Lalu sebenarnya berapa ukuran volume 2 qullah dalam ukuran standar besaran international dimasa sekarang ini? Para ulama kontemporer kemudian mencoba mengukurnya dengan besaran zaman sekarang. Dan ternyata Dalam ukuran masa kini kira-kira sejumlah 270 liter.  Jadi bila air dalam suatu wadah jumlahnya kurang dari 270 liter, lalu digunakan untuk berwudhu, mandi janabah atau kemasukan air yang sudah digunakan untuk berwudhu`, maka air itu dianggap sudah musta’mal.  Air itu suci secara pisik, tapi tidak bisa digunakan untuk bersuci (berwudhu` atau mandi). Tapi bila bukan digunakan untuk wudhu` seperti cuci tangan biasa, maka tidak dikategorikan air musta’mal.
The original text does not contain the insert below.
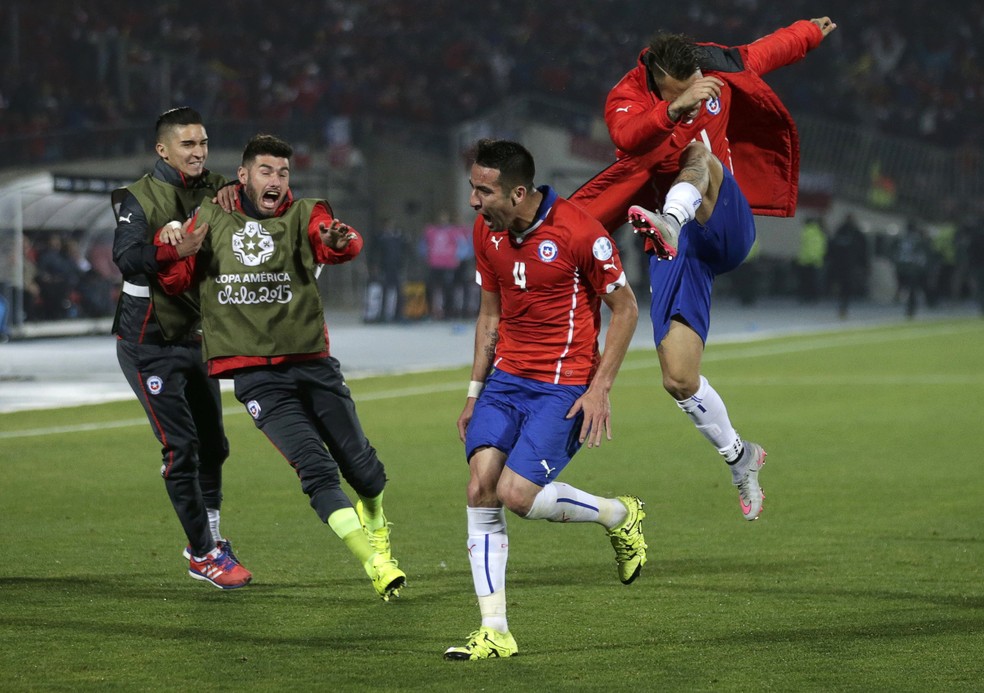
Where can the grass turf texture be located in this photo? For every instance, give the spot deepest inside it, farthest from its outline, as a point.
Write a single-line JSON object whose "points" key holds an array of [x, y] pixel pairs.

AIR YANG TERCAMPUR DENGAN BARANG YANG SUCI

Jenis air yang ketiga adalah air yang tercampur dengan barang suci atau barang yang bukan najis. Hukumnya tetap suci. Seperti air yang tercampur dengan sabun, kapur barus, tepung dan lainnya. Selama nama air itu masih melekat padanya. Apabila  air telah keluar dari karakternya sebagai air mutlak atau murni, air itu hukumnya suci namun tidak mensucikan. Misalnya air dicampur dengan susu, meski air itu suci dan susu juga benda suci, tetapi campuran antara air dan susu sudah menghilangkan sifat utama air murni menjadi larutan susu. Air yang seperti ini tidak lagi bisa dikatakan air mutlak, sehingga secara hukum tidak sah kalau digunakan untuk berwudhu' atau mandi janabah. Meski pun masih tetap suci.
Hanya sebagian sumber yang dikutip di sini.